MPI vs serial, findsoln et al

Hi all,

I have been playing around with the MPI version. On installation, all tests pass, which is good news. However, I notice there is no test coverage (at least by default) for things like continuesoln and findsoln.

In fact, I find that if I converge a state I typically get a different answer if I build with MPI versus without MPI. I wonder if this is known about and has an explanation?

As a starting point, I’ve taken EQ1 at Re = 400 and run

findsoln -eqb -R 405 -T 20 -L eq1.nc

to converge to a new state at Re = 405.

If I compute the L2 distance with L2op between the states obtained with channelflow compiled as serial vs MPI, it is ~4.5e-8.

The converged solution in the case of the MPI build is always the same - regardless of how many MPI tasks there are (even if there’s just 1).

Dear Jake,

thank you a lot for your bug report and sorry for having to wait so long for a response. I was able to reproduce exactly what you describe. The converged states differ depending on the build type (serial vs. parallel). The fact that also searches with a single MPI task reproduce this offset means that we can exclude MPI communication as reasons for this bug. I guess the different internal data layout of the state vector on which the Newton operates could create this problem. Did you realize that without Stokes preconditioning (-L) the difference is one order of magnitude smaller? I do not understand yet what is going on and will come back to you after some investigations.

Did you realize that without Stokes preconditioning (-L) the difference is one order of magnitude smaller?

Hmmm, perhaps this points to the possibility that the small errors are coming from the GMRES implementation, i.e. because in the Stokes case it’s doing an order of magnitude more iterations.

First thing I’d suggest is to rule out the possibility of a difference in the arbitrary phase shift in x or z in the solution. Without symmetry restrictions the Newton-Krylov algorithm will generally include small drifts in the solution in x or z, since they neither hurt nor help the reduction of the residual.

For a quick check, compare the output of fieldprops -n -dg 16 on both fields and see if they have the same norms to many digits.

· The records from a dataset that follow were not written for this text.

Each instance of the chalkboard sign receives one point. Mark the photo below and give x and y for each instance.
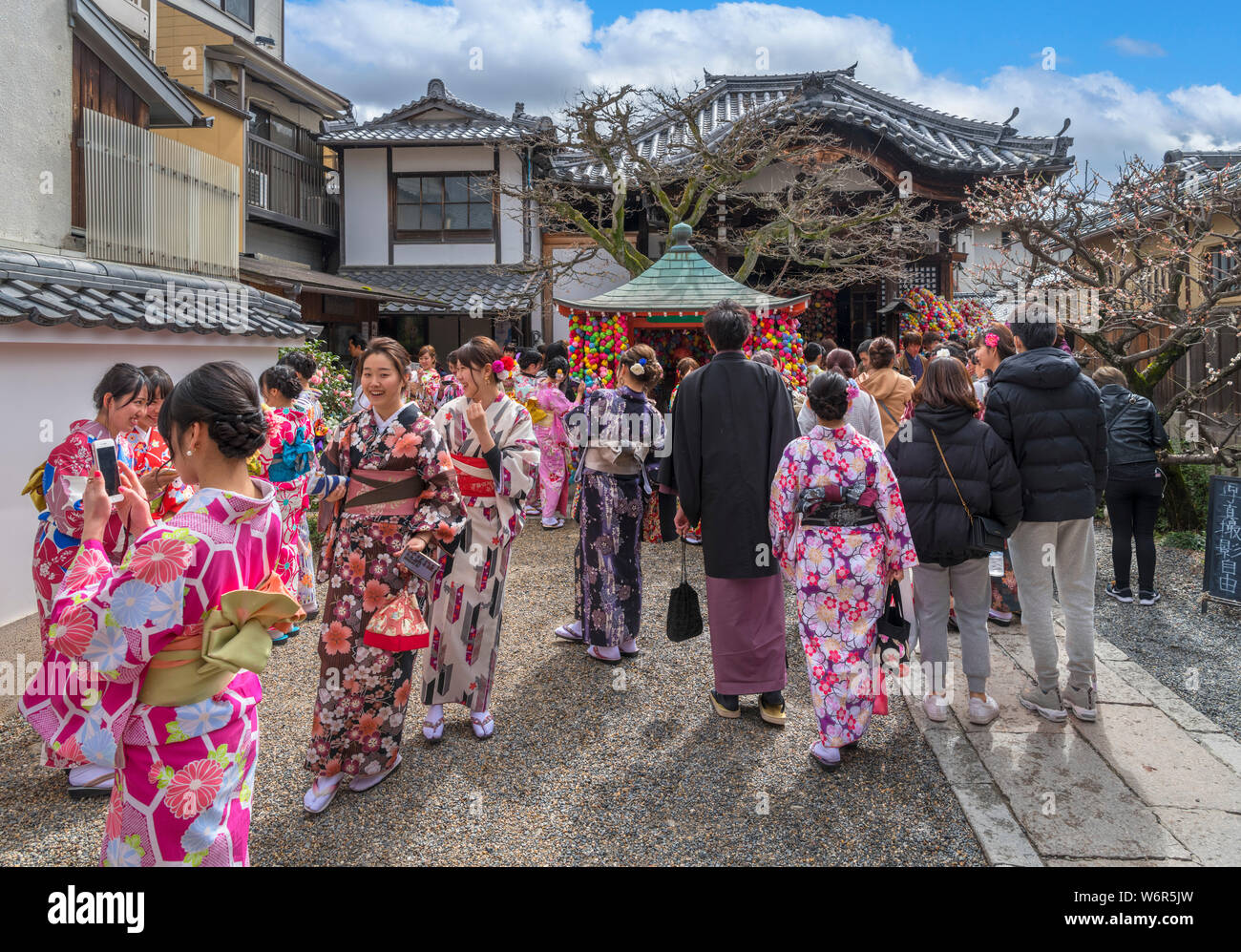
(1221, 571)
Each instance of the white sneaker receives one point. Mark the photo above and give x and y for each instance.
(322, 793)
(983, 711)
(936, 707)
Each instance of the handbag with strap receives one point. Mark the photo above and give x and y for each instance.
(684, 615)
(985, 534)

If so that indicates the two solutions are really the same, just drifted a little in either/both x and z.

Or recompute the two solutions with symmetries enforced to fix the spatial phase, e.g.

findsoln  -eqb -R 405 -T 20 -L -symms sxyz-sztxz.asc eq1.nc

where sxyz-sztxz.asc specifies the symmetry group of the solution and has content

% 2
1  1  1 -1 0.5 0.5
1 -1 -1 -1 0.0 0.0

assuming you have eq1 in the phase where those are the correct symmetries.

1 Like

Ah that’s right, thanks! On fixing the symmetry the discrepancy drops to ~1e-14 at which point I suppose the rest may be accounted for by the MPI build reordering the arithmetic or something similar.

I never did quite get my head around how channelflow imposes these symmetries (and the file format). Is there a simple way to generate these files based on computing symmetry properties of an exisiting FlowField?

1 Like

Yes. The findsymmetries utility will search through a set of possible discrete symmetries and tell you which one a given field satisfies. E.g.

gibson@sophist$ findsymmetries EQ1.h5 
satisfied 4 symmetries to eps == 1e-06
  1  1  1  1    0       0
  1 -1 -1 -1    0       0
  1  1  1 -1    0.5     0.5
  1 -1 -1  1    0.5     0.5

The output is s sx sy sz ax az where sx represents inversion along the x axis, etc, and ax represents a phase shift in x of length ax*Lx. Findsymmetries gives you the whole symmetry group; you can pick out any two of the non-identities symmetries as generators of the group and enforce these during time-stepping or solution finding. E.g. create file sxyz-sztxtz.asc with contents

% 2
  1 -1 -1 -1    0       0
  1  1  1 -1    0.5     0.5

The run findsoln -eqb -R 405 -T 20 -L -symms sxyz-sztxz.asc eq1.nc and it’ll enforce those symmetries during Newton-Krylov search.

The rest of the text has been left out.